# SPDX-FileCopyrightText: 2025 Contributors to the OpenSTEF project <openstef@lfenergy.org>
#
# SPDX-License-Identifier: MPL-2.0
"""Confidence interval generation for probabilistic forecasts.
This module provides transforms for adding quantile predictions to forecasts based on
learned hour-specific uncertainty patterns from validation data.
"""
from datetime import datetime
from typing import cast, override
import numpy as np
import pandas as pd
from pydantic import BaseModel, Field, PrivateAttr
from scipy import stats
from openstef_core.datasets import ForecastDataset
from openstef_core.exceptions import NotFittedError
from openstef_core.mixins import Transform
from openstef_core.types import LeadTime, Quantile
from openstef_core.utils.invariants import not_none
[docs]
class ConfidenceIntervalApplicator(BaseModel, Transform[ForecastDataset, ForecastDataset]):
"""Add quantile predictions to forecasts based on learned uncertainty patterns.
This transform learns hour-specific uncertainty from validation errors and applies
it to new predictions to generate probabilistic forecasts.
**How it works:**
1. *Learning phase* (:meth:`fit`):
- Computes validation errors for each hour of day (0-23)
- Calculates standard deviation for each hour
- For multi-horizon data, stores separate std for each horizon
2. *Prediction phase* (:meth:`transform`):
- Looks up appropriate std based on prediction hour
- For multi-horizon: interpolates std using exponential decay
- Converts std to quantiles assuming a normal distribution
(e.g., ``P10 = median - 1.28*std``, ``P90 = median + 1.28*std``)
The exponential decay interpolation (for multi-horizon) uses
``sigma(t) = a * (1 - exp(-t/tau)) + b``, where ``t`` is hours ahead and
``tau = far_horizon / 4``. This reflects the pattern of uncertainty
growing quickly at first then leveling off.
Args:
quantiles: Quantiles to generate (e.g., [0.1, 0.5, 0.9]).
If None, returns predictions unchanged.
Invariants:
- Validation data must span multiple days for reliable hourly statistics
- Generated quantiles satisfy ordering: P10 <= P50 <= P90 (for typical quantiles)
Example:
>>> from openstef_core.types import LeadTime, Quantile
>>> from datetime import timedelta
>>> applicator = ConfidenceIntervalApplicator(
... quantiles=[Quantile(0.1), Quantile(0.5), Quantile(0.9)]
... )
>>> applicator.fit((validation_data, validation_predictions)) # doctest: +SKIP
>>> result = applicator.transform((new_input_data, new_predictions)) # doctest: +SKIP
>>> list(result.data.columns) # doctest: +SKIP
['quantile_P10', 'quantile_P50', 'quantile_P90']
Note:
Assumes forecast errors follow a normal distribution. This works well
for energy forecasting but may not suit all domains.
"""
quantiles: list[Quantile] | None = Field(default=None)
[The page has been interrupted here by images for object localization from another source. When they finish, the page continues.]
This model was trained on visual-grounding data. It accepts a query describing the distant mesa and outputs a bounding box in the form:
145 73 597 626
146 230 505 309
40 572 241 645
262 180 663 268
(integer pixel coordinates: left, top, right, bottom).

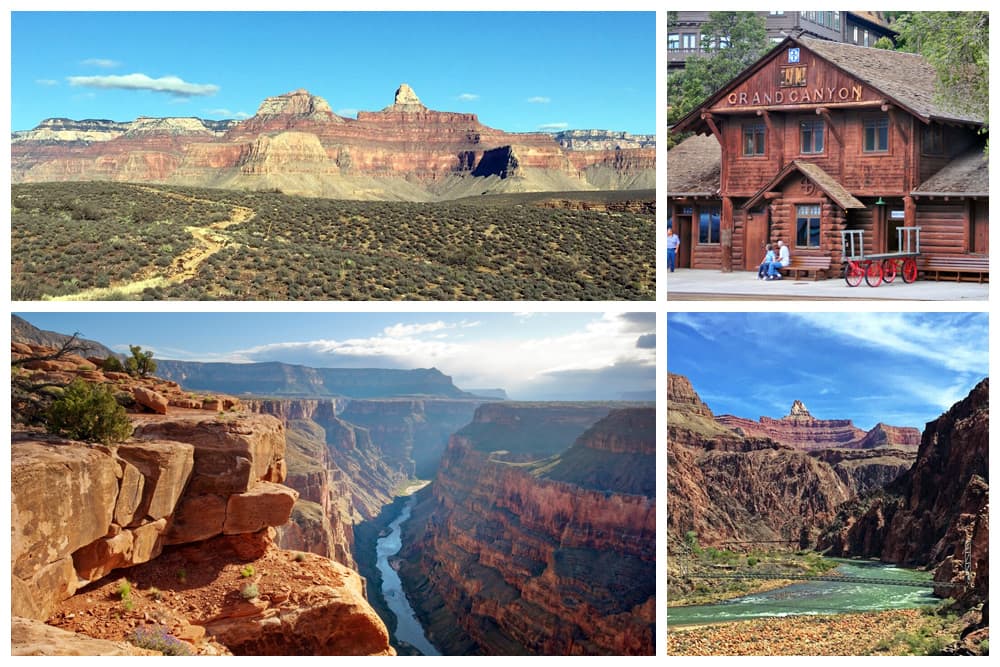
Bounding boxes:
11 83 655 200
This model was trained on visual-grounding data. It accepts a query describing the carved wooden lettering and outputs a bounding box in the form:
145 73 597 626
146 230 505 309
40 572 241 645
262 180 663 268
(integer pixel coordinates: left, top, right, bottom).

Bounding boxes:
779 66 807 87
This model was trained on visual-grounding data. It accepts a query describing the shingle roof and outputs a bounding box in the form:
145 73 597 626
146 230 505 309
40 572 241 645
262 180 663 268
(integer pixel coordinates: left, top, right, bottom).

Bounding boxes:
912 146 988 196
667 134 721 197
799 37 984 124
743 160 865 211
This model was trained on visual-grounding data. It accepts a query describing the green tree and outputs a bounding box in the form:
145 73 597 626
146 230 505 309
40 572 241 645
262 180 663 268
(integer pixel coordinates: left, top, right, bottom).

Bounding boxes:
893 12 988 140
46 378 133 444
101 355 125 372
668 12 769 147
125 345 157 378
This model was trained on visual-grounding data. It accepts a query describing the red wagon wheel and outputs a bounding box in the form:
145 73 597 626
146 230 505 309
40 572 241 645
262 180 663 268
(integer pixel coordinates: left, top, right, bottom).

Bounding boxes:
865 259 883 287
844 261 864 287
902 257 918 283
882 258 897 283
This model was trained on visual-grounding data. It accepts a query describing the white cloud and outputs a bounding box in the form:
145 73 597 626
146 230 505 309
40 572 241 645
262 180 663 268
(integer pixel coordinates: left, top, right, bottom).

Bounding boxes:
537 122 569 131
790 312 988 374
205 108 250 119
81 58 121 68
68 73 219 97
526 96 550 104
213 312 655 399
457 93 479 102
35 79 58 86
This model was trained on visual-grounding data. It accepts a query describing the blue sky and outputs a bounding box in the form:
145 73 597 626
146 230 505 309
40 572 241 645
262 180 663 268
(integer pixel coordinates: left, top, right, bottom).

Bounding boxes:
16 312 656 401
668 312 988 430
11 11 654 133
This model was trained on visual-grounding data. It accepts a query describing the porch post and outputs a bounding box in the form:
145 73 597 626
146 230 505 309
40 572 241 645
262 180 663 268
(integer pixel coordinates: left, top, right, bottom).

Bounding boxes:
721 196 734 272
904 195 916 228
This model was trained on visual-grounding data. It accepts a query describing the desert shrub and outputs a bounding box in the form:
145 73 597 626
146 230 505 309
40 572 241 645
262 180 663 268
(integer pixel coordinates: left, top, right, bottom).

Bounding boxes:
129 625 195 656
240 583 259 600
45 379 133 444
125 345 157 378
101 355 125 372
239 564 255 578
add_quantiles_from_std: bool = Field(
default=True,
description="If True, adds quantiles based on computed standard deviation. "
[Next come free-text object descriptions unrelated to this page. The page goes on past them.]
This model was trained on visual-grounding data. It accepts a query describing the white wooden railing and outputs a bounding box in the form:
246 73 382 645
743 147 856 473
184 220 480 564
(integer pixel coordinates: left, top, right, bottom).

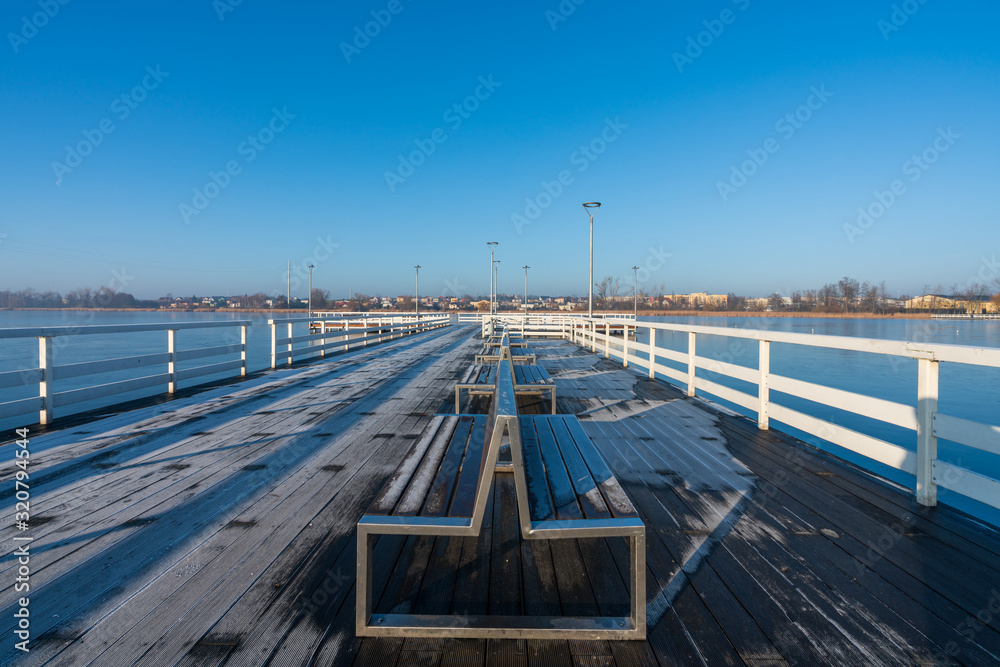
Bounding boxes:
557 316 1000 511
267 315 450 369
0 320 250 426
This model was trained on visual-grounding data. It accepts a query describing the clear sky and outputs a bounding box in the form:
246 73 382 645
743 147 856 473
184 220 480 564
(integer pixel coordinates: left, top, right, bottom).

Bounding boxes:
1 0 998 300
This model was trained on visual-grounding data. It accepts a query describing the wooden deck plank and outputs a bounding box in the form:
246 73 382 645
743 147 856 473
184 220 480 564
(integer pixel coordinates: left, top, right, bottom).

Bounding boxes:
5 332 1000 665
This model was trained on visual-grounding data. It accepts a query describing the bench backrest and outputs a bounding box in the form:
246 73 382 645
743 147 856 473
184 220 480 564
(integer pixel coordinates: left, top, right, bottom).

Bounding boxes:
468 353 518 532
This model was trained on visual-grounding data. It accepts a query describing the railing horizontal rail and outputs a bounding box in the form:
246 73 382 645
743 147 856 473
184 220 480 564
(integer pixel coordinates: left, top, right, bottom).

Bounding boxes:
0 368 41 389
0 396 42 419
768 403 918 475
0 320 251 339
769 374 918 431
933 461 1000 508
175 359 245 382
934 414 1000 456
695 357 757 384
52 353 171 381
693 376 757 412
175 345 242 363
53 373 172 408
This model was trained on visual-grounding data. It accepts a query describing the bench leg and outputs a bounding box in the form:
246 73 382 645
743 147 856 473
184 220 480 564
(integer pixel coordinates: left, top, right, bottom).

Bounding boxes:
455 386 461 413
356 528 374 635
550 387 557 415
630 531 647 639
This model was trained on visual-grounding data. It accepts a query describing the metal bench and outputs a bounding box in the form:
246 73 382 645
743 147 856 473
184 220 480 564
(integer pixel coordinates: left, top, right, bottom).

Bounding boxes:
474 345 537 365
512 363 556 414
454 350 556 414
484 336 528 348
356 357 646 639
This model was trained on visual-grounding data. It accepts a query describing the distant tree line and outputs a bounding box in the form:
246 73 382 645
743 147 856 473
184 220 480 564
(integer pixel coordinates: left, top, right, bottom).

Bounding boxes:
0 287 158 309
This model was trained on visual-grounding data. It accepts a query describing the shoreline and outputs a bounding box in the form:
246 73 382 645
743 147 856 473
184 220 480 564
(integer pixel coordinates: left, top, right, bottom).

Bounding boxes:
634 310 933 320
0 307 936 319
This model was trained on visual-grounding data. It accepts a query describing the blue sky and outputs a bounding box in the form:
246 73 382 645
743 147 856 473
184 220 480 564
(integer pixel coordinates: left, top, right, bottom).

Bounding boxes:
1 0 998 300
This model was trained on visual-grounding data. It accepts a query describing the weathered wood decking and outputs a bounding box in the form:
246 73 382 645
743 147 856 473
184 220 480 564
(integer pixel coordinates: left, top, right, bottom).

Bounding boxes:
3 324 1000 666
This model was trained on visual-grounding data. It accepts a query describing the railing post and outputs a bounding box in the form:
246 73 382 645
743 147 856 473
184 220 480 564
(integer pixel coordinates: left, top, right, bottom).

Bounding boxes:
687 332 696 397
240 325 247 377
167 329 177 394
38 336 52 425
363 318 369 347
648 328 656 379
590 320 596 352
270 321 277 369
623 325 629 368
319 320 326 358
916 357 939 506
605 322 610 359
758 340 770 430
286 322 293 366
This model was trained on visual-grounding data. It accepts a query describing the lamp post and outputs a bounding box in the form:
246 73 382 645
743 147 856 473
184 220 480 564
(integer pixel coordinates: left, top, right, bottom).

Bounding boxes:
493 260 500 313
632 265 639 318
583 202 601 318
414 265 421 317
522 265 530 317
307 264 315 319
486 241 498 316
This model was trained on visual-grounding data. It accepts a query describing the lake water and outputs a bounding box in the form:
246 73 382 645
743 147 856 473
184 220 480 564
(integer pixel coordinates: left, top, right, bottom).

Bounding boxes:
1 310 998 525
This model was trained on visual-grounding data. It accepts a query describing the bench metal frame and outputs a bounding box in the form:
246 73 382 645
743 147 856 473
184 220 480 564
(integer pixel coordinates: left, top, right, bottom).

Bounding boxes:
357 347 645 640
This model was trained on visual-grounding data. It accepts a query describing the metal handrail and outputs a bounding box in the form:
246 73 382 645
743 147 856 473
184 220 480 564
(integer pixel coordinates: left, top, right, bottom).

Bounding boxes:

"If False, only computes standard deviation without adding quantiles.",
)
_standard_deviation: pd.DataFrame = PrivateAttr(default_factory=pd.DataFrame)
_is_fitted: bool = PrivateAttr(default=False)
@property
def standard_deviation(self) -> pd.DataFrame:
"""Hour-specific standard deviations learned during fit.
Raises:
NotFittedError: If fit() has not been called.
"""
if not self._is_fitted:
raise NotFittedError(self.__class__.__name__)
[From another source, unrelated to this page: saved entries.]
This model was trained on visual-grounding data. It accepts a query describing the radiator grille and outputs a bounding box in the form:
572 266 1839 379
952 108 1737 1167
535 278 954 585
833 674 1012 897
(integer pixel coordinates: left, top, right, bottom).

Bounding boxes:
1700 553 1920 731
return self._standard_deviation
@property
@override
def is_fitted(self) -> bool:
return self._is_fitted
[docs]
@override
def fit(self, data: ForecastDataset) -> None:
if data.target_series is None:
raise ValueError("Input data must contain target series for error computation.")
# Compute hourly standard deviation for each horizon
std_by_horizon: dict[str, pd.Series] = {}
for horizon in data.horizons or [LeadTime.from_string("PT0H")]:
horizon_data = data.select_horizon(horizon)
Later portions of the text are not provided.